The Afghan Minister of Refugees and Repatriation, Sayed Hussain Alemi Balkhi, said on Tuesday more than 300,000 Afghan refugees have returned home in the past five months.
Addressing an event on the eve of World Refugee Day in Kabul, Balkhi said that since the beginning of 2018 more than 900 Afghan migrants have returned home voluntarily just from Europe and another 246 were deported.
"(In total) we have 332,453 returnees from all over the world, from neighbors, Asia and European countries,” he said adding a total of 955 returned voluntarily from Europe.
Balkhi said that at the moment more than six million Afghans are living as migrants or refugees in other countries.
This comes after the UNHCR released a report on Tuesday that stated wars, violence and persecution uprooted record numbers of men, women and children worldwide last year.
The UN Refugee Agency’s annual Global Trends survey found 68.5 million people had been driven from their homes across the world at the end of 2017, more people than the population of Thailand.
Refugees who have fled their countries to escape conflict and persecution accounted for 25.4 million.
This is 2.9 million more than in 2016, also the biggest increase UNHCR has ever seen in a single year.
Afghanistan is the source of the second-largest refugee population globally with 2.6 million people having fled by the end of 2017, the UNHCR report stated.
New displacement is also growing, with 16.2 million people displaced during 2017 itself, either for the first time or repeatedly. That is an average of one person displaced every two seconds, the report stated.
The number of asylum-seekers awaiting the outcome of their applications for refugee status had also risen by about 300,000, to 3.1 million, by the end of December 2017.
People displaced inside their own country accounted for 40 million of the total, slightly fewer than the 40.3 million in 2016.
“We are at a watershed, where success in managing forced displacement globally requires a new and far more comprehensive approach so that countries and communities aren’t left dealing with this alone,” UN High Commissioner for Refugees Filippo Grandi said.
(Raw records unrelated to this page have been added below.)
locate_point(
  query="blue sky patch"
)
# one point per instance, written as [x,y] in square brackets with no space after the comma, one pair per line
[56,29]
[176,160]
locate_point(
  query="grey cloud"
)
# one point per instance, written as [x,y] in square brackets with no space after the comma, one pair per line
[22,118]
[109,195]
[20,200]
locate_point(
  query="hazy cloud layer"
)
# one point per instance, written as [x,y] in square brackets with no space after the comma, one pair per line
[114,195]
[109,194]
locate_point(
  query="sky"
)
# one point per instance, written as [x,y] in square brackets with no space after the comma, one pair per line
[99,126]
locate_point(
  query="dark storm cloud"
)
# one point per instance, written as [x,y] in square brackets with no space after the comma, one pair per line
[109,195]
Large-scale displacement across borders is also less common than the 68 million global displacement figure suggests. Almost two-thirds of those forced to flee are internally displaced people who have not left their own countries.
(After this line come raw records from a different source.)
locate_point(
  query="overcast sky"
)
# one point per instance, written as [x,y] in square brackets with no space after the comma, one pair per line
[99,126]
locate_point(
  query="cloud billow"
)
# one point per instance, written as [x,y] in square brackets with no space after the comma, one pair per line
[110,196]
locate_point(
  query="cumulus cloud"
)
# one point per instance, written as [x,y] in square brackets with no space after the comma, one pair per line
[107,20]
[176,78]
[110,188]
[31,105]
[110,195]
Two-thirds come from just five countries: Syria, Afghanistan, South Sudan, Myanmar and Somalia.
As with the number of countries producing large-scale displacement, the number of countries hosting large numbers was also comparatively few. Turkey remained the world’s leading refugee hosting country in terms of absolute numbers, with a population of 3.5 million refugees, mainly Syrians.
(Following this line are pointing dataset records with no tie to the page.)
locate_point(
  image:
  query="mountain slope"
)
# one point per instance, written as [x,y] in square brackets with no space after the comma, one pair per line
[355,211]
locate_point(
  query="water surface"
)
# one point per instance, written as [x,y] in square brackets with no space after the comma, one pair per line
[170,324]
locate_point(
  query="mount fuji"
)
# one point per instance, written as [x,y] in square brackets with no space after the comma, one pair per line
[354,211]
“There was fighting, shooting, children being taken away. Houses, including mine, were destroyed.”
Lebanon hosted the largest number of refugees relative to its national population. In all, 63 per cent of all refugees under UNHCR’s responsibility were in just 10 countries.
Sadly, solutions remained in short supply. Wars and conflict continued to be the major drivers, with little visible progress towards peace. About 5 million people were able to return to their homes in 2017, with most returning from internal displacement. Among these were people returning under duress, or to fragile contexts, the report stated.
Syria remained the country with the highest forcibly displaced population in 2017 with 12.6 million at the year’s end. This total comprises 6.3 million refugees, 146,700 asylum-seekers and 6.2 million IDPs.
Colombia, again, had the second largest displaced population, at 7.9 million people (7.7 million of which were IDPs) while displacement from Afghanistan (4.8 million), South Sudan (4.4 million), Iraq (3.3 million) and Somalia (3.2 million) also remained high.
UNHCR’s Global Trends report is published worldwide each year ahead of World Refugee Day, and tracks forced displacement based on data gathered by UNHCR, governments, and other partners.